October 10, 2024


Stretch dairy cheese could now be made without any cows, following the development of yeast strains that produce the crucial milk proteins.

The key to the development, by Israeli company DairyXproduce casein proteins that can self-assemble into the little balls that give regular cheese and yogurt their stretchiness and creaminess. Existing plant-based cheeses often don’t deliver the textures that dairy lovers praise, and the company believes it is the first to report this breakthrough.

Cattle have a big impact on the climate and natural world, due to the methane gas they emit and the pollution and destruction of nature associated with global industry. The development of lower-impact alternatives to conventional dairy and meat has accelerated in recent years, with the production of plant-based foods and meat grown on vessels.

DairyX’s approach is a third route – precision fermentation. It is now scaling up its operations and aims to seek the regulatory approval needed for consumers to buy the product in 2027. If successful, the caseins could be used by cheese and yogurt companies as a walk-in replacement for dairy milk, without changes to equipment or ingredients.

Other companies developing fermented caseins include New Culture in the US, which focuses on mozzarella, and Australia’s Eden Brewaimed at cow-free milk, as well All G Foods, Food-like and Standing Ovation.

“People have been trying to take the cow out of making dairy since the late 1970s,” says Dr. Arik Ryvkin, DairyX founder and CEO. Early efforts used plant proteins, but about a decade ago, biotechnology developments opened up a new path, pioneered by the company Perfect dayhe said. “We’re now bringing the final step in that line of evolution … to help dairy companies make the exact products consumers want, while helping our cows live happier lives.”

Ryvkin previously followed a vegan diet for 10 years, but became frustrated because he couldn’t include good cheese in what he ate: “Then I slipped and then decided to solve the problem for everyone.”

Many existing plant-based dairy products use additives, such as stabilizers, emulsifiers and thickeners, but still do not fully replicate the stretchiness and creaminess of regular dairy products. DairyX used engineered strains of yeast to produce casein that is genetically identical to dairy proteins. But for these proteins to assemble themselves in the small balls – called micelles – they also had to the addition of other attached molecules which determine the properties of the protein.

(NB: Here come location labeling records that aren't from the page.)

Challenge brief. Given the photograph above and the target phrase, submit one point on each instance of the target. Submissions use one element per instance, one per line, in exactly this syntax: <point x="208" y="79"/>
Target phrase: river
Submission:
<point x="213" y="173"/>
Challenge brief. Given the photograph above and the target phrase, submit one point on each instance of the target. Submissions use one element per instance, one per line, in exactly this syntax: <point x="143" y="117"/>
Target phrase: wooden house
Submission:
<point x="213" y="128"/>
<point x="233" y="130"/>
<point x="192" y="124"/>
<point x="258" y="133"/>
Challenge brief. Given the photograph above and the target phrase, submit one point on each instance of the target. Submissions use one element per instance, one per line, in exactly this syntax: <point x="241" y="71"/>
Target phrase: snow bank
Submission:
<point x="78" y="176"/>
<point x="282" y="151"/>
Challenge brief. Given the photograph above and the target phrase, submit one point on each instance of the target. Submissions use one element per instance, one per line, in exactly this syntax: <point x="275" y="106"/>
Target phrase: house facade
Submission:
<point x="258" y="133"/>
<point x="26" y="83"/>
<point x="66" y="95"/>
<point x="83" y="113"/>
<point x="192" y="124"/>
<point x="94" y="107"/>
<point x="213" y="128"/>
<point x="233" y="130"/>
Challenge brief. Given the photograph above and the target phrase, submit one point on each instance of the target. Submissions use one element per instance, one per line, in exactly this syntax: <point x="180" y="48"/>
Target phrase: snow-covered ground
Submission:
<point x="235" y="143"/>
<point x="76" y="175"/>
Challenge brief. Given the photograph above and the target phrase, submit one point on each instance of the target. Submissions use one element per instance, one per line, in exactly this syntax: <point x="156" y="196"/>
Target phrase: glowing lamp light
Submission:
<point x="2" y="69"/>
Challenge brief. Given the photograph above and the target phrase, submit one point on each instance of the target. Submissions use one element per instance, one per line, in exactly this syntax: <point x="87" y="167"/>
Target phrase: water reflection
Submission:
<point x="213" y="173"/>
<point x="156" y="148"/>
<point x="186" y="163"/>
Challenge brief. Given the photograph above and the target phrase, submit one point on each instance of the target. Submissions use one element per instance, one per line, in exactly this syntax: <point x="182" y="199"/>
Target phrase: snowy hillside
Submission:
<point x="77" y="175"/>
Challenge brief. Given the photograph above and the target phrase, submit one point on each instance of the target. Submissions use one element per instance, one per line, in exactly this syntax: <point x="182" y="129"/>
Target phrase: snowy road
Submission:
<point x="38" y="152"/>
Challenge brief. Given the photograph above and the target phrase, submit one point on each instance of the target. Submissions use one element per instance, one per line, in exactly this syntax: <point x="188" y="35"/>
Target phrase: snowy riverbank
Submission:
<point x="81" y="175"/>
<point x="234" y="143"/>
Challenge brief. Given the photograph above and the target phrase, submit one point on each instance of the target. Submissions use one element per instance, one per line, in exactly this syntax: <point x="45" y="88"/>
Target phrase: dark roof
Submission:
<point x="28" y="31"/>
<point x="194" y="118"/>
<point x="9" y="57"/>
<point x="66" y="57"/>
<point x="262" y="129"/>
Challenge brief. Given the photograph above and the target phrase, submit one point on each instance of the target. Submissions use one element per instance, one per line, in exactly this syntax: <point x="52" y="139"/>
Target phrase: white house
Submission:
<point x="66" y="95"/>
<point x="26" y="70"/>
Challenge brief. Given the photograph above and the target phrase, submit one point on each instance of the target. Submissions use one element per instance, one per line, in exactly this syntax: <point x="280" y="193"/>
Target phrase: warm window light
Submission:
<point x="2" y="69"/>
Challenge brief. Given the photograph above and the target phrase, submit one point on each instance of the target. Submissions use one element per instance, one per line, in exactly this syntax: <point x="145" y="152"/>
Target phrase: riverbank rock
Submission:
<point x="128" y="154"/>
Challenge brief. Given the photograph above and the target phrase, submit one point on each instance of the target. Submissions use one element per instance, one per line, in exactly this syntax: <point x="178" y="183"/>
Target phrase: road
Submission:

Dr Stella Child, at the Good food Institute Europe, which supports alternative protein development, said: “The production of casein that can self-assemble into micelles – although not the only method to develop these ‘building blocks of dairy’ – could help bring affordable and attractive products sooner to the market by reducing production costs and eliminating the need for additives.”

The scientists tested and refined their research by coagulating the proteins in the same way as when making cheese. They have yet to taste the product as it requires regulatory approval. Galit Kuznets, at DairyX, said. “Our casein also eliminates the need for hormones and antibiotics [used in cows] on dairy farms.”

The company uses evolutionary techniques to select for the yeast strains that produce the greatest amount of protein, with the aim of making the product the same price as dairy casein. Price parity and taste are key to future success, Ryvkin said.

Preliminary analysis indicates that climate warming greenhouse gases from the production of DairyX’s fermented casein are 90% lower than for conventional dairy products if the leftover yeast mass is reused, possibly as food ingredients, or 50% lower if not. All precision fermentation products require much less soil and water than their animal counterparts.

Other approaches to cow-free dairy proteins are being taken by companies like Israel’s NewMoowhich grows casein proteins in plant seeds, and New Zealand’s Daisy Labwhich makes “all yeast, no beast” whey powder.